# Euro-bracing



## monisaab (Jan 12, 2011)

Good day everyone,

I want to euro-brace my 4' glass aquarium and will appreciate guidance on how to do it.


----------



## BillD (May 17, 2005)

Are you sure? Euro bracing makes the use of some filters problematic. Perhaps a central brace might be more practical. Euro bracing is basically running a 1 1/2" or 2" strip of glass the length of the long sides, on the top of the glass. Usually the ends are also done. The braces can be set inside the top edge rather than on top if preferred. On a 4' tank you would still want a centre brace if you are planning to use glass lids.


----------



## monisaab (Jan 12, 2011)

Thanks.

What do you say about the width of the center brace?


----------



## BillD (May 17, 2005)

If you are adding a centre brace alone, I would suggest 3'' to 4" in width. It should be at least as thick as the tank glass. My experience has been that it is much easier to get a good bond if the glass brace sits on top of the vertical pains rather than set down inside the front an back panes. The reason is that it is difficult to apply the silicone inside and have it stay and connect well with the brace when you set it in.


----------



## monisaab (Jan 12, 2011)

Thanks BillD.

BTW how far is Whitby from GTA?


----------



## RRasco (Aug 31, 2006)

My newest 55 had somewhat of a euro brace. I got the tank from Petco's $1/gallon sale. I had to cut the brace out where I needed to put a HOB. Was kind of frustrating.


----------



## BillD (May 17, 2005)

monisaab said:


> Thanks BillD.
> 
> BTW how far is Whitby from GTA?


Whitby is part of GTA, about 50 km east of Toronto


----------



## cichlid_baby (Jan 28, 2003)

RRasco said:


> My newest 55 had somewhat of a euro brace. I got the tank from Petco's $1/gallon sale. I had to cut the brace out where I needed to put a HOB. Was kind of frustrating.
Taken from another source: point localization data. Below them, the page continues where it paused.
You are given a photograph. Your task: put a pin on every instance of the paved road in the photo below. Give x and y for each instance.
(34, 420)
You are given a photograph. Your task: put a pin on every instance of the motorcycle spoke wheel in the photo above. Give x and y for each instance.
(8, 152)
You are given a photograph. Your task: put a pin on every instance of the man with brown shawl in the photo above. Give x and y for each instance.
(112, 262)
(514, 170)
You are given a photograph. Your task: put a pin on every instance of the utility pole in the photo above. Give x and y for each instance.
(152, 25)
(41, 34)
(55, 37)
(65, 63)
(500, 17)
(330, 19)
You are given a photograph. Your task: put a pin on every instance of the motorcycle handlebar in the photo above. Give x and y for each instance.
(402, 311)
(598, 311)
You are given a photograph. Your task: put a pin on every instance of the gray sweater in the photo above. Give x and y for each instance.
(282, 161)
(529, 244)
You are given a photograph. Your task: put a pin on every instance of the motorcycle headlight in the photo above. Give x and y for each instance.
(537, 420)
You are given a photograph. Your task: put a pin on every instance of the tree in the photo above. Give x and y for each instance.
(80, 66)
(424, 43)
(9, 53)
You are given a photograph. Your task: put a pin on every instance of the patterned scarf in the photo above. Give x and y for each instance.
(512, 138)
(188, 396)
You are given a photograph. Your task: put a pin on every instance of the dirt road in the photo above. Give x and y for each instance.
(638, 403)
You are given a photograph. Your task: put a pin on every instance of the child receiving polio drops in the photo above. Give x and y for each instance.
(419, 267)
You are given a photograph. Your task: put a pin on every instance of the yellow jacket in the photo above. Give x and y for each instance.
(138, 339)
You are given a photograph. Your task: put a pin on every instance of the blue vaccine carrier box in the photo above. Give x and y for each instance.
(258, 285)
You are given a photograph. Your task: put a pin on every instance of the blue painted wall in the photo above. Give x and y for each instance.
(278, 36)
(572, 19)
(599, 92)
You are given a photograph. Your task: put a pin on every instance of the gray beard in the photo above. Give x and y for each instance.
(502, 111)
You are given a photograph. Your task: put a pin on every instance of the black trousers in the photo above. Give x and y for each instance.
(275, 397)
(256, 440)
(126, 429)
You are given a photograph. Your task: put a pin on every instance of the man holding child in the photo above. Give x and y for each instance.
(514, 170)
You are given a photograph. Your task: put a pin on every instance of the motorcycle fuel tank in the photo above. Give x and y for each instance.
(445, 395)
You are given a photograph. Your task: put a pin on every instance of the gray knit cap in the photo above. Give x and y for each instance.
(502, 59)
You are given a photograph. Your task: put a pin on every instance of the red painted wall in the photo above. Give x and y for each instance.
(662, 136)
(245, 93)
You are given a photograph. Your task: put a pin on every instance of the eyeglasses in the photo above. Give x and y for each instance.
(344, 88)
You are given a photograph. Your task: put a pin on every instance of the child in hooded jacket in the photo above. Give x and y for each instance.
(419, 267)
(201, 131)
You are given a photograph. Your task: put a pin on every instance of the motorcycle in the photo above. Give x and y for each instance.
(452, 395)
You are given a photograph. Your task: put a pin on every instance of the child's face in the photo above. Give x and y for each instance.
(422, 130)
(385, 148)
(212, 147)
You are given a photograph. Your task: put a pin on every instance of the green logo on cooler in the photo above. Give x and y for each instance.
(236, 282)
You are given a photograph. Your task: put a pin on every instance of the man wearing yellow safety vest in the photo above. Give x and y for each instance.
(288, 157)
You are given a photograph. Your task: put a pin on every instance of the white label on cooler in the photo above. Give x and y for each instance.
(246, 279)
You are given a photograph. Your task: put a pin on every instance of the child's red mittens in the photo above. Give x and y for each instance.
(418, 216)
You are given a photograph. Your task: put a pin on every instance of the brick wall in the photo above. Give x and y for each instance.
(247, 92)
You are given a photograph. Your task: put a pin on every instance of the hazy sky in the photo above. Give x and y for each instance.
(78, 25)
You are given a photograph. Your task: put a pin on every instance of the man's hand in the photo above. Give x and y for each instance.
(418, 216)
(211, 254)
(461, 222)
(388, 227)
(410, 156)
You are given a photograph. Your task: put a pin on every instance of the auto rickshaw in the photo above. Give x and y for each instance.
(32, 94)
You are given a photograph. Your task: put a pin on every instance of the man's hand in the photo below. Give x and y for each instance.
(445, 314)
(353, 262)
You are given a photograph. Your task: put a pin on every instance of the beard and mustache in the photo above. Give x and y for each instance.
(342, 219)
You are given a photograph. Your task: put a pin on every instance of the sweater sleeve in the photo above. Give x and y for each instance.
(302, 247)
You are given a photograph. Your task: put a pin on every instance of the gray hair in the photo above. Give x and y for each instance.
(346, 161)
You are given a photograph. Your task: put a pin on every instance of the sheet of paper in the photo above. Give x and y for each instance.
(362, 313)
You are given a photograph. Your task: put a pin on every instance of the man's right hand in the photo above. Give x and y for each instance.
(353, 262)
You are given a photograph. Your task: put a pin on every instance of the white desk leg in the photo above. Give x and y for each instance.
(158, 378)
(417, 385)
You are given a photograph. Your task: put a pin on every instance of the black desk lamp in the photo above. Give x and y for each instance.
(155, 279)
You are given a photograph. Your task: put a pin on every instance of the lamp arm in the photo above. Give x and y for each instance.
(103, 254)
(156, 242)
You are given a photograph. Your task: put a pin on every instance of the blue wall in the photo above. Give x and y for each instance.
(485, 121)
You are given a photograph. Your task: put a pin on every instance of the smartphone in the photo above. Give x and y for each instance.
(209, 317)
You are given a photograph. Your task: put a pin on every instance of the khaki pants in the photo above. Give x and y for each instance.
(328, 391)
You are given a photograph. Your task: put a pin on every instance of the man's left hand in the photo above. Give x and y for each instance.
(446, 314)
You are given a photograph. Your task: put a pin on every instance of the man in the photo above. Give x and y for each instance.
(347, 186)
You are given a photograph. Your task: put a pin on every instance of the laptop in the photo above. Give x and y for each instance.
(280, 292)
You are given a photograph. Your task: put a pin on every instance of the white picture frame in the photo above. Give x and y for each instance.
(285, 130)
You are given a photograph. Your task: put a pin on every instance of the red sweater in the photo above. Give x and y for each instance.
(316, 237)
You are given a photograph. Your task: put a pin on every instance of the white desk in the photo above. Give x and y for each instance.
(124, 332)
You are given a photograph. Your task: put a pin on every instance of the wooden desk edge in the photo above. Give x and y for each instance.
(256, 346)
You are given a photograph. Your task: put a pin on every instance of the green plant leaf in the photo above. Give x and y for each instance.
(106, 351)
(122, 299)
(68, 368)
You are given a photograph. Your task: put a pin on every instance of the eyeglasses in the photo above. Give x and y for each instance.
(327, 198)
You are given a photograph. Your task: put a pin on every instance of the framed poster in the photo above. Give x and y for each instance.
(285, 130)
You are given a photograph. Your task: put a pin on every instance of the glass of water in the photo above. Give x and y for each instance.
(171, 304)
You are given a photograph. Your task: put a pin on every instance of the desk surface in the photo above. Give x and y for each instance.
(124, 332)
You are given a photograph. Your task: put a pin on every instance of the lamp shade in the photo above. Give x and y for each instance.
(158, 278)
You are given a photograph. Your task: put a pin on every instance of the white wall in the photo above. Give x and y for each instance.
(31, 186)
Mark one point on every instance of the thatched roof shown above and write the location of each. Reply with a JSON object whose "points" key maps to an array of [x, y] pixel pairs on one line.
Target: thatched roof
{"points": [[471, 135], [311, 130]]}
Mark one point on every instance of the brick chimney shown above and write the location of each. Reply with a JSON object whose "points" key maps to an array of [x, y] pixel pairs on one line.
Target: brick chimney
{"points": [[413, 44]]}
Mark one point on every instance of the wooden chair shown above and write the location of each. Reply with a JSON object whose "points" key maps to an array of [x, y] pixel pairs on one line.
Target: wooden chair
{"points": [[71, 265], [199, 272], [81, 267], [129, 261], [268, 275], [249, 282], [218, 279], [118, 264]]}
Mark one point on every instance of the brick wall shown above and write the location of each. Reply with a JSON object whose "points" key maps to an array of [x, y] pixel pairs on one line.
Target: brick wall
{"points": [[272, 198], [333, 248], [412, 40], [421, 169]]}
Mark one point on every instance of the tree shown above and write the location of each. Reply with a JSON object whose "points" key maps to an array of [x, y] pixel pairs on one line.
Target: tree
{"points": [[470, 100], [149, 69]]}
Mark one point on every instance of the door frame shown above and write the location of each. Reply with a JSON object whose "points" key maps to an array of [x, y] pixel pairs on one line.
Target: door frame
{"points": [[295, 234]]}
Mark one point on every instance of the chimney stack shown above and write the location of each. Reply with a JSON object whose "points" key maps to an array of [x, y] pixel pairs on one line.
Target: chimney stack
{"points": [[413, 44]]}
I'm not quite sure what you are talking about is considered "Euro Bracing" a tank....

more likely.. what you might be referring to is just the plastic tank trim molding around the top and bottom edge of the tank...

This is what "Euro Bracing" a tank is.....

http://www.google.com/imgres?imgurl=htt ... 9,r:19,s:0


----------



## monisaab (Jan 12, 2011)

Thank you cichlid_baby.

BillD I will try & visit you the next time I am in Toronto, hopefully sometime in the second half of this year... That is if thats OK with you...


----------



## iwade4fish (Jan 5, 2009)

Hey there, monisaab. I will be doing my 75 w/something along the lines of bracing, many other projects going on...fish-house, algae scrubber for nitrates, that other forum, blah blah blah


----------



## monisaab (Jan 12, 2011)

all the best iwade4fish...


----------



## RRasco (Aug 31, 2006)

cichlid_baby said:


> I'm not quite sure what you are talking about is considered "Euro Bracing" a tank....
> 
> more likely.. what you might be referring to is just the plastic tank trim molding around the top and bottom edge of the tank...
> 
> ...


Since the thread is dug up anyways...

I know what euro bracing is. My tank had the original black plastic trim, but it had somewhat of a euro brace style to it. I have several other 55s and they don't have this type of trim. I agree it would be better identified as an odd shaped trim, none the less it reminded me of a euro brace.


----------